The electrical activity-dependent gap junction coupling that we observe may be important in the context of islet function: at elevated glucose, our results imply that increased electrical activity and [Ca2+] would lead to rapidly enhanced gap junction electrical coupling. In the context of cellular heterogeneity, this would ensure those more excitable cells with increased electrical activity and [Ca2+] would develop increased electrical coupling. A key role of electrical coupling is to coordinate different responses between cells (41, 58). As such we speculate that an increase in electrical coupling would increase the integration of the cell with the rest of the islet and thus overcome heterogeneous responses. For example, if a cell transitioned to become more proliferatively competent or entered the cell cycle its glucose responsiveness and insulin-secretory capacity would likely decline (59, 60). We speculate this may reduce electrical coupling in the less glucose-responsive cells, as has been observed for some cell sub-populations (59). This reduced electrical coupling would prevent the less-responsive cell negatively impacting the glucose responsiveness of the rest of the islet. Therefore, the activity-dependent regulation of Cx36 gap junction coupling within the islet may impact how functionally heterogeneous cells within the islet respond to dynamic changes in heterogeneity.
In summary, here we demonstrate that the electrical activity of the β-cell is critical to activation of NFAT, its nuclear translocation, and downstream gene transcription; particularly for a set of Ca2+ activated genes and other NFAT-regulated genes.
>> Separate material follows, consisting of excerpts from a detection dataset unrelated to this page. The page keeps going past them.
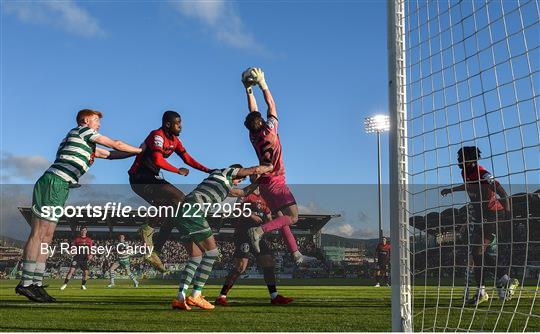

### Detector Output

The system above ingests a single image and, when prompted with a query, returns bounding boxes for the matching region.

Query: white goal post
[387,0,540,332]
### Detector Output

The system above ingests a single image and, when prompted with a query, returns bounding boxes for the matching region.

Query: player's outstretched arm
[495,180,512,213]
[228,182,259,197]
[175,143,210,173]
[441,184,465,196]
[96,147,137,160]
[253,68,277,119]
[95,135,142,154]
[152,151,189,176]
[242,68,259,112]
[236,165,274,177]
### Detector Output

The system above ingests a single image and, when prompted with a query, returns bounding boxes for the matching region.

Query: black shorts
[129,174,170,204]
[70,255,88,270]
[234,221,272,259]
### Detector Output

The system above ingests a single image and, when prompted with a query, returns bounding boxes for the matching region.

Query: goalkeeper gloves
[242,67,257,89]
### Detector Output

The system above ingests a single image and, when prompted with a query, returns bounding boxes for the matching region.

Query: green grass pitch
[0,279,540,332]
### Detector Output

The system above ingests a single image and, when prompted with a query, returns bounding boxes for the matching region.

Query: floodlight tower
[364,115,390,242]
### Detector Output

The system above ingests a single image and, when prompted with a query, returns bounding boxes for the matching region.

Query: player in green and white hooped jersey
[15,109,141,302]
[172,165,273,310]
[107,234,139,288]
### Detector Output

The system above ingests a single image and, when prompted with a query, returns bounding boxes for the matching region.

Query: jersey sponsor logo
[154,136,164,148]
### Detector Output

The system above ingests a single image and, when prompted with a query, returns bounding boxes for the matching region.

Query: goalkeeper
[242,68,317,265]
[441,146,519,305]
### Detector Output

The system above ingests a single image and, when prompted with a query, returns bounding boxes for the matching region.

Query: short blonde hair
[77,109,103,125]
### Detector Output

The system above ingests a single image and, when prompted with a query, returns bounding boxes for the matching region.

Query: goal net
[388,0,540,331]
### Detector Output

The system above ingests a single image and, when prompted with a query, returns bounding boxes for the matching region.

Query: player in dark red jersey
[60,226,94,290]
[375,237,390,287]
[216,175,294,306]
[441,146,519,305]
[128,110,210,272]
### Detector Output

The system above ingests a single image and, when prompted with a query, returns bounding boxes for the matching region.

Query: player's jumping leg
[468,230,494,305]
[257,255,294,305]
[81,267,90,290]
[248,205,317,265]
[60,266,76,290]
[186,236,219,310]
[107,262,120,288]
[15,216,56,302]
[172,243,202,311]
[215,258,249,306]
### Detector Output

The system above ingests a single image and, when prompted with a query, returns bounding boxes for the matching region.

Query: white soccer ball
[242,67,258,86]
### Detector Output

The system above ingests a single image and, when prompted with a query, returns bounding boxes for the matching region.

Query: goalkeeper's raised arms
[251,67,268,90]
[242,67,268,90]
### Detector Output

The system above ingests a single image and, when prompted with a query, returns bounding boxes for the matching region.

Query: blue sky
[0,0,540,237]
[2,1,387,183]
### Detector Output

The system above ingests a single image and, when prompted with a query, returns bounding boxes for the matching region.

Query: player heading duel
[15,109,142,302]
[242,68,316,265]
[172,165,272,310]
[128,110,210,272]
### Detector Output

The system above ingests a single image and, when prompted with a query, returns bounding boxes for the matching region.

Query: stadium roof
[19,207,340,238]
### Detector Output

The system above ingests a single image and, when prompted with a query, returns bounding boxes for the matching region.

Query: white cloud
[2,0,105,37]
[0,152,50,183]
[173,0,263,52]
This includes GJD2 and the formation of Cx36 gap junction channels. The dysregulated electrical activity and [Ca2+] in diabetes leads to diminished or absent glucose-regulated NFAT activation, which can be rescued by pharmacological stimulation of electrical activity. This knowledge will be important to understand the regulation of NFAT and its target genes under normal and pathophysiological conditions.
Data availability
All data presented in this study is available upon request.
Electronic Supplemental Materials
Acknowledgements
We would like to thank the Islet Isolation Core Facility at the Barbara Davis Center for Diabetes for allowing us to perform pancreatic mouse isolation and digestion to obtain islets. We would also like to thank Dr. Mark Dell’Aqua in the Department of Pharmacology at the University of Colorado Anschutz Medical Campus for giving us the fluorescent-protein-tagged NFATc3 constructs. RKPB receives support from NIH grants R01 DK102950, R01 DK106412 and JDRF grants 1-INO-2017-435-A-N. DGR receives support from NIH grant F31 DK121488.